ALLEMAGNE CONVOI EXPLOSIF

C’est l’histoire d’un aller-retour. Celui de l’équivalent de la consommation d’électricité de 24 millions d’Allemands pendant un an, parti à l’usine de retraitement de la Hague pour revenir dans son pays d’origine, sous la forme de 123 tonnes de déchets nucléaires. Ces 123 tonnes ont été acheminées par train, puis par camions, répartis en la bagatelle de 308 conteneurs. L’opération aura coûté au total 50 millions d’euros. Cette histoire rentre-t-elle dans l’Histoire ?

D’après un représentant de Greenpeace, Yannick Rousselet, « jamais (…) un transport n'a concentré une telle quantité radioactive ». Pour Christophe Neugnot, directeur de la communication de l'usine de La Hague, "ce convoi est moins radioactif" que celui de novembre 2008.

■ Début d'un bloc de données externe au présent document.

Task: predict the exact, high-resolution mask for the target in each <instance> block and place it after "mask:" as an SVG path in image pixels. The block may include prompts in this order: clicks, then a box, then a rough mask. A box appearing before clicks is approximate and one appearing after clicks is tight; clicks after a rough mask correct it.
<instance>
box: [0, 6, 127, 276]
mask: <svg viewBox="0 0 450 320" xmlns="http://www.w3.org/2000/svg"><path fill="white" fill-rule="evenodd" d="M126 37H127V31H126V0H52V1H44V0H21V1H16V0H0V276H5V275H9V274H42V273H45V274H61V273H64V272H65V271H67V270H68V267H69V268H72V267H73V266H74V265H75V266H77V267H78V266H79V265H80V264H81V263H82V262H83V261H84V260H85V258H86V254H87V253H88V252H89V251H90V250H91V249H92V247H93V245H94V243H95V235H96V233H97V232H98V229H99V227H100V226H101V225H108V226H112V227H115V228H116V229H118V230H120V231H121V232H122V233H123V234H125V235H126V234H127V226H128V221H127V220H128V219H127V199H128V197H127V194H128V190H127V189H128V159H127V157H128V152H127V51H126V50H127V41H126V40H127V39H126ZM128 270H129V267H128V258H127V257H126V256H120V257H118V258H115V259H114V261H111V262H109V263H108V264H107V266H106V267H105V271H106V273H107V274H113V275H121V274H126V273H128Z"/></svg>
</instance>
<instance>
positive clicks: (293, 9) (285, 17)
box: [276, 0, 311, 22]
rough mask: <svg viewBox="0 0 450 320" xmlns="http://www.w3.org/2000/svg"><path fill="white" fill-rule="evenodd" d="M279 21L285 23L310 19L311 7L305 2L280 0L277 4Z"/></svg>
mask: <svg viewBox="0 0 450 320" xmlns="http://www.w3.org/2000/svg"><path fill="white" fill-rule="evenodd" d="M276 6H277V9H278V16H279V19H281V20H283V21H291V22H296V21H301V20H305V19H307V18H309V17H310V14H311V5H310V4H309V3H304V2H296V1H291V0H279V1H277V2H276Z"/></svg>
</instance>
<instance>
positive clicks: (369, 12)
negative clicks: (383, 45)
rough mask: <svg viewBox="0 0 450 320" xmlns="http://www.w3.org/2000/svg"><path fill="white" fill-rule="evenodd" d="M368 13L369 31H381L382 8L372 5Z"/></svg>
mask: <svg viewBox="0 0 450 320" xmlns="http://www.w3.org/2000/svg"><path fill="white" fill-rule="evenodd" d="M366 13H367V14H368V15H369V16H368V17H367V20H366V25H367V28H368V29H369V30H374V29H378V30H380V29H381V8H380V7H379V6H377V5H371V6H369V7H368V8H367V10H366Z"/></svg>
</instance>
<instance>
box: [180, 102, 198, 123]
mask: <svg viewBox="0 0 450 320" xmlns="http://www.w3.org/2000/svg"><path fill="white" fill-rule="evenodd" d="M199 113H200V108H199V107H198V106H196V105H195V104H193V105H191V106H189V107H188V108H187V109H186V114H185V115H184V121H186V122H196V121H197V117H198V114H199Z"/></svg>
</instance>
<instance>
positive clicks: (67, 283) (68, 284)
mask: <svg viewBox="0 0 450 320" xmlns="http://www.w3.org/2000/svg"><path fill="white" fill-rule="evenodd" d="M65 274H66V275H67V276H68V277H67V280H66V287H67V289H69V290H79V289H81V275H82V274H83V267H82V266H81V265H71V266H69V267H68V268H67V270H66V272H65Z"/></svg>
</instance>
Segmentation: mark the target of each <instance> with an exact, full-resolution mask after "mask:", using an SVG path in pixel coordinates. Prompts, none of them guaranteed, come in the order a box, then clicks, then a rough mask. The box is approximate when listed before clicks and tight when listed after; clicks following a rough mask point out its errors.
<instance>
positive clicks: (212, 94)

Qu’elle ait un minuscule ou majuscule H, personne ne parvient donc à se mettre d’accord sur cette histoire. Et c’est cette discorde qui pose véritablement question : ce convoi a mis plus de 91h à parvenir au centre de stockage de Basse-Saxe, chiffre qui est, lui, indéniablement sans précédent. Tout le long de son trajet, entre 25 000 (chiffre de la police) et 50 000 (de Greenpeace) militants écologistes se sont enchaînés sur les voies ferrées, suspendus en rappel sur les ponts, ont organisé des sit-in, manifesté (...) parvenant ainsi à retarder l’arrivée des déchets de bien plus de 24h.

Le premier bilan de cette mobilisation se constate donc une fois de plus par des chiffres. Les quelques 20 000 policiers dépêchés auront procédé à 8 arrestations, 1300 interpellations. 172 procédures pénales ont été engagées contre des manifestants, 2 militants ont été sérieusement blessés, 29 ont reçu des coups à la tête et 16 ont eu des doigts cassés...

Pourquoi la contestation a-t-elle pris cette ampleur ? Le site de stockage de Gorleben est depuis trois générations un lieu de mobilisation anti-nucléaire : il est avant tout un symbole. Et les 308 conteneurs qui viennent d’y parvenir s’ajoutent aux 91 conteneurs déjà stockés dans des hangars, dans l’attente d’une résolution finale du gouvernement sur leur enfouissement éventuel.

Les militants écologistes allemands ne visent en effet pas tant le convoi lui-même que leur gouvernement, dont la politique vis-à-vis de l’énergie nucléaire s’est fait de plus en plus frileuse ces dernières années. En 2010, Angela Merkel a pris la décision de prolonger l’exploitation des 17 centrales nucléaires d’une douzaine d’années, au-delà de leur fermeture prévue en 2020 par son prédécesseur Gerhard Schröder. La chancelière tarde en outre à se déterminer sur les moyens de leur stockage : enfouir ces déchets à plusieurs centaines de mètres de profondeur, par relative sécurité, ou les maintenir moins loin de la surface, afin que la solution décidée ne soit pas irréversible ? Ces multiples décisions (ou indécisions) ont comme conséquence un redoublement des mouvements anti-nucléaires, eux-mêmes symptomatiques d’un changement dans le rapport qu’ont les citoyens allemands avec la politique de leur pays.

50 000 MANIFESTANTS CONTRE LE CONVOI NUCLEAIRE EN ALLEMAGNE

Disciplinés les Allemands ?

Au cœur des revendications écologiques, c’est une nouvelle culture politique qui est en train de se mettre en place, une volonté à ce que la participation citoyenne soit plus importante dans les projets décisifs nationaux. Ainsi, à Stuttgart, cette année, un projet ferroviaire controversé a pu être endigué : le processus de conciliation est déjà entamé.

Et s’il semble plus compliqué qu’il en soit de même à Gorleben, les Allemands commencent à penser que la rue, elle aussi, a une voix.

Les récentes grèves françaises, si décriées et incomprises à l’étranger, seraient-elles finalement contagieuses ? Au Royaume-Uni, pays longtemps cité en contre-exemple pour le flegme initial dont on fait preuve les Anglais, plus de 24 000 étudiants ont manifesté, le 10 novembre, contre le plan d’austérité de David Cameron.